How it maps to AxonFlow tiers:
| Need | Community | Evaluation | Enterprise |
|---|---|---|---|
| NIK / NPWP / bank-account detection on inbound customer data | System policies (sys_pii_indonesia_nik, sys_pii_indonesia_npwp_*, bank-account patterns) — pattern-based, ~0.7 confidence | Same | Same + province-code + checksum validation (~0.95 confidence) |
| Policy enforcement on every LLM + MCP call (POJK 11/2022 IT governance) | Yes | Yes | Yes |
| Full audit trail with decision chain (AI Governance accountability pillar) | Yes (3-day retention) | Same (14-day) | Same + 10-year retention (AuditRetentionDays=3650) |
| HITL on material customer-impact decisions (AI Governance human-oversight pillar) | Can emit require_approval decisions; no queue | HITL approval queue (24h expiry, 100 pending cap) | Production HITL queue + portal |
| OJK audit export for supervisory review | Not provided | Not provided | POST /api/v1/ojk/audit/export — structured export for OJK review |
| Retention posture proof (POJK 11/2022 data-handling audit) | Not provided | Not provided | GET /api/v1/ojk/audit/retention — per-data-type retention status |
| OJK readiness dashboard | Not provided | Not provided | GET /api/v1/ojk/audit/readiness — readiness score across 3 frameworks |
| UU PDP breach notification (Art. 46) | Not provided | Not provided | POST /api/v1/ojk/breach/notify — generates Art. 46 compliant notification |
| Cross-border transfer logging (UU PDP Art. 56) | Not provided | Not provided | data_residency + transfer_basis fields in audit logs |
| OJK kill switch for unsafe AI behavior | Not provided | Not provided | Global / organization / system scope shutdown |
What Community covers
Community gives you a credible starting point for OJK-relevant engineering work:
- audit logging with decision chain and policy attribution
- system and tenant policy enforcement on every LLM and MCP call
- Indonesia-relevant PII protection: NIK, NPWP (legacy 15-digit and new 16-digit), Indonesian mobile (+62), and bank-account patterns for BCA, Mandiri, BRI, and BNI — 8 detection patterns total on the
pii-indonesiacategory - governed LLM and MCP execution paths that are straightforward to review
Community PII detection is pattern-based with approximately 0.7 confidence.
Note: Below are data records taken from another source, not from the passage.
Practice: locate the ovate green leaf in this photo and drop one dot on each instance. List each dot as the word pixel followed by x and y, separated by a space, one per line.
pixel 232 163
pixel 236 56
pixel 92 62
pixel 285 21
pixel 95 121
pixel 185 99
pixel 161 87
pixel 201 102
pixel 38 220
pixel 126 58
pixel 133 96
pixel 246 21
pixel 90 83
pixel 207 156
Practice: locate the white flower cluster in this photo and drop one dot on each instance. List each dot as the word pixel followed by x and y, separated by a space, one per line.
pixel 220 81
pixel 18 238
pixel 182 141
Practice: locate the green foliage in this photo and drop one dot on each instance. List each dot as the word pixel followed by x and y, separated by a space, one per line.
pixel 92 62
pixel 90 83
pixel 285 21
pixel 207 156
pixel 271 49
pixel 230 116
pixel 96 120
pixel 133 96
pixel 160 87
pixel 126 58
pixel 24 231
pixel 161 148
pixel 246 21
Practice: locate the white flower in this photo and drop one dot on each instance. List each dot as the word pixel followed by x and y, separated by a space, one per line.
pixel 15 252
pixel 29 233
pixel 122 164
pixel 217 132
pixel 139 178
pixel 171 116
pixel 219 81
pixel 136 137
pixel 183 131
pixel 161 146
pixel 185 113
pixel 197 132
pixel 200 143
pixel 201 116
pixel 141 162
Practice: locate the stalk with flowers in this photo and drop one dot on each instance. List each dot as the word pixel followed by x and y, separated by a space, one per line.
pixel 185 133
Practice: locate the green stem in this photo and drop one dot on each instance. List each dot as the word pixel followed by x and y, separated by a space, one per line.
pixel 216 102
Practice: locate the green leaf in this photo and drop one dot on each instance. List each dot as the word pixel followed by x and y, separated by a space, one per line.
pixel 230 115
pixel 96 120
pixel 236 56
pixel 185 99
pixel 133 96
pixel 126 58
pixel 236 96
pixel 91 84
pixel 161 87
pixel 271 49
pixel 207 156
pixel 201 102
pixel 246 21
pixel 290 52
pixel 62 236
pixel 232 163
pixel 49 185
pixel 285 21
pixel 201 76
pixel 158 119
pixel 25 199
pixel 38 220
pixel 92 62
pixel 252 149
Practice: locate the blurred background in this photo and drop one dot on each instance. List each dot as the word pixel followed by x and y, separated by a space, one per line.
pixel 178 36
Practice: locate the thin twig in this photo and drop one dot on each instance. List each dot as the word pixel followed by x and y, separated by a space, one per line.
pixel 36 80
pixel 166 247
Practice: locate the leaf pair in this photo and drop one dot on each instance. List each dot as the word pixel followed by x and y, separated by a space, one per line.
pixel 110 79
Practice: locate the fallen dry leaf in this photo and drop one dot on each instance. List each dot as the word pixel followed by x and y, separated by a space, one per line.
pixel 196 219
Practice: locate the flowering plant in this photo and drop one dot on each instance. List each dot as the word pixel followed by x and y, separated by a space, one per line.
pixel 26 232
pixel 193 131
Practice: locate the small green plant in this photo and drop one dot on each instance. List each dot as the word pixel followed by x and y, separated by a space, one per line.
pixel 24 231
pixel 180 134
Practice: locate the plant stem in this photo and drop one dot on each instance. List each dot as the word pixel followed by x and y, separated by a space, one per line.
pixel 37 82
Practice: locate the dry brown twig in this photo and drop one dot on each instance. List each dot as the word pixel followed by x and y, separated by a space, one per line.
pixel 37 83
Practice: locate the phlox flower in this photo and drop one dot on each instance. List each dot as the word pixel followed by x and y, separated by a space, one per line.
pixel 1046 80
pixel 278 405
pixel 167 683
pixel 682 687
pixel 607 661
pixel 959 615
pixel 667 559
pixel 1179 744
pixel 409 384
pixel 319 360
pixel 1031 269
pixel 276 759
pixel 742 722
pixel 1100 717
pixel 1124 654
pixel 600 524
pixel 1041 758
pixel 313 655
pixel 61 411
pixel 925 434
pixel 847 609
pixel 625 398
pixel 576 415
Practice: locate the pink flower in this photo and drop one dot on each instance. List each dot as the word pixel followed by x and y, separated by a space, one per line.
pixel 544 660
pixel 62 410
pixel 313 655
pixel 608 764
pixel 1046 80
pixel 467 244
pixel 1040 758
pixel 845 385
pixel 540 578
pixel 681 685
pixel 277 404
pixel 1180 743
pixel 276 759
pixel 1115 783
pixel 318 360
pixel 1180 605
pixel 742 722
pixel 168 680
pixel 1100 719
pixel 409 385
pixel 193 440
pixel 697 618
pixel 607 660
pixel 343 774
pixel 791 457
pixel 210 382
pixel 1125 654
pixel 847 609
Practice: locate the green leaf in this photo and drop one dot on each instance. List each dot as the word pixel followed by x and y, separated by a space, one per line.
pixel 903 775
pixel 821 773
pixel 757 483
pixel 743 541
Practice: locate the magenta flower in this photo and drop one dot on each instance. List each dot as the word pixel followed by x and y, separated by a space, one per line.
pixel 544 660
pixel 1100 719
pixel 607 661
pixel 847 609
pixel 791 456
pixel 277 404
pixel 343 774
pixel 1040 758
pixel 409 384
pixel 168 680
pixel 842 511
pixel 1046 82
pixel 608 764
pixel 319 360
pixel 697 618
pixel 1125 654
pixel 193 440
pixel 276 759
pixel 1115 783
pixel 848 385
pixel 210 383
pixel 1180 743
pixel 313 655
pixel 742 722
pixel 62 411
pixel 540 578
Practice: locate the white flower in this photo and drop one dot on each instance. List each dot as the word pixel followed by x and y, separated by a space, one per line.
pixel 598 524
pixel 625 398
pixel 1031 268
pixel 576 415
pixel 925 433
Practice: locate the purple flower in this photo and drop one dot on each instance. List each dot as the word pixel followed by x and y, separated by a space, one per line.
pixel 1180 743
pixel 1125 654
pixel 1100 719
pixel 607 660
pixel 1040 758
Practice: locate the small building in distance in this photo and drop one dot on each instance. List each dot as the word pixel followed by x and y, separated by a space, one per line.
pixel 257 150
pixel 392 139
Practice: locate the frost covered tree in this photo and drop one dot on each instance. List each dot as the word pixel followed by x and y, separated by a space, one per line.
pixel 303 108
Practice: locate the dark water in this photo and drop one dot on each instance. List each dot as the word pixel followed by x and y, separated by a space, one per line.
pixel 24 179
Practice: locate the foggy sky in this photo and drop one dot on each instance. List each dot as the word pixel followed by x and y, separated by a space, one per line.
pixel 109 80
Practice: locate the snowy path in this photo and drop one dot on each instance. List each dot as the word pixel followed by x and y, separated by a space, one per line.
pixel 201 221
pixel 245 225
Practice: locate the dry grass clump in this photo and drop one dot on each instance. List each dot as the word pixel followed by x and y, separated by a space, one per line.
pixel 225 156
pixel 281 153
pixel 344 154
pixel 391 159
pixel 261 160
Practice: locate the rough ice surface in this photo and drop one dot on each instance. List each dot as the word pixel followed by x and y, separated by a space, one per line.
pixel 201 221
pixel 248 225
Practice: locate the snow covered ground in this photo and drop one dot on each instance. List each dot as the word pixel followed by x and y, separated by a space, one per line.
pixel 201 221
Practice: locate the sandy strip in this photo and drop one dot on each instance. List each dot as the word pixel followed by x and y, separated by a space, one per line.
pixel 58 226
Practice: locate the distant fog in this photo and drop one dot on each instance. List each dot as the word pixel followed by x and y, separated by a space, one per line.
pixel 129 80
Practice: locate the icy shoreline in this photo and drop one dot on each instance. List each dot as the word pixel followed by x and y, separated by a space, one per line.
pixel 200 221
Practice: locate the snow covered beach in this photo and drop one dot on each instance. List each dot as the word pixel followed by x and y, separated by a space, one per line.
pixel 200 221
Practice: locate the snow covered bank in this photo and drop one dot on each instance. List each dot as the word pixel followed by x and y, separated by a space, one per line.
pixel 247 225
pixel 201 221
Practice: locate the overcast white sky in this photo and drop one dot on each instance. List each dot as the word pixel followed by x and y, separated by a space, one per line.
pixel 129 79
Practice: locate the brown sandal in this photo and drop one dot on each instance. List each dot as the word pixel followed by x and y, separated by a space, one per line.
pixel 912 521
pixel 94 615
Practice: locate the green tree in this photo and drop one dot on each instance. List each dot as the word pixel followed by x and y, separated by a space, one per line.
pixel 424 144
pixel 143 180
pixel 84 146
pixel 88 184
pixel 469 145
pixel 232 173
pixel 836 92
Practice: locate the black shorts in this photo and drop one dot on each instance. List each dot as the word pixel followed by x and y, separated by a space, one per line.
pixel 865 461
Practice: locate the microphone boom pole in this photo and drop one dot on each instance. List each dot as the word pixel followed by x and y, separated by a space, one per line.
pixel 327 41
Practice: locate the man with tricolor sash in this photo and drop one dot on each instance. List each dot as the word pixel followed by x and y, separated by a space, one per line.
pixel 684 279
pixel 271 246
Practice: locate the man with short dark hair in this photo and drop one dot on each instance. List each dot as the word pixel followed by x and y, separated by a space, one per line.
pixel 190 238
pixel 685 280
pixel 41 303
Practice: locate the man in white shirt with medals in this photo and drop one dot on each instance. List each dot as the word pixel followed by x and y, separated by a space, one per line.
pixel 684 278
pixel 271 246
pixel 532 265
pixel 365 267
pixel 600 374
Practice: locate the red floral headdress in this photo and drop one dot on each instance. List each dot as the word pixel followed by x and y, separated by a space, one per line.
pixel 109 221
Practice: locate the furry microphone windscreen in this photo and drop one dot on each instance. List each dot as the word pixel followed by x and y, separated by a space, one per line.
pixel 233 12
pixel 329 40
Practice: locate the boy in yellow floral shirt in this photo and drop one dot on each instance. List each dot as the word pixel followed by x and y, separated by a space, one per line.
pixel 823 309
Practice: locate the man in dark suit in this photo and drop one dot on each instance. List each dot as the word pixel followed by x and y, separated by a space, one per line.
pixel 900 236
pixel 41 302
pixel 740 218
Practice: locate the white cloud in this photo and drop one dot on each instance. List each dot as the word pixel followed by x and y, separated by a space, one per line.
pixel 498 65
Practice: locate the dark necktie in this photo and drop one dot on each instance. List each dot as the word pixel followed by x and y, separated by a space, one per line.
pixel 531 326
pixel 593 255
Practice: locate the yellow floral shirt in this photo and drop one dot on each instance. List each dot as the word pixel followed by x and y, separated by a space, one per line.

The patterns validate structural format (digit count, prefix ranges, context anchors) but do not perform province-code lookups or check-digit validation. Enterprise adds those validations and raises confidence to approximately 0.95.
Industry playbook
Commercial banks (POJK 11/2022)
The concrete flow above. Community covers policy + audit; Evaluation adds the HITL queue for material-decision review; Enterprise adds the structured OJK audit export and readiness dashboard. POJK 11/2022's IT-audit requirement is why the audit trail matters: when a regulator asks how AI decisions are governed, the bank needs to reconstruct what the model saw, what it produced, and who approved it.
P2P lending platforms (POJK 10/POJK.05/2022)
LPBBTI platforms deploy AI for credit scoring, borrower matching, and risk assessment. POJK 10/2022 requires IT governance for these platforms with specific provisions around data protection and outsourcing risk. AxonFlow's policy enforcement and PII detection are directly relevant: NPWP and NIK appear in every credit application, and the audit trail captures the decision chain from application intake through disbursement.
Payment service providers (PBI 23/6/PBI/2021)
Payment service providers regulated by BI also fall under OJK consumer protection rules through POJK 22/2023. See the BI Payment System Compliance page for the BI-specific requirements; the OJK overlay adds consumer-complaint handling and market-conduct supervision.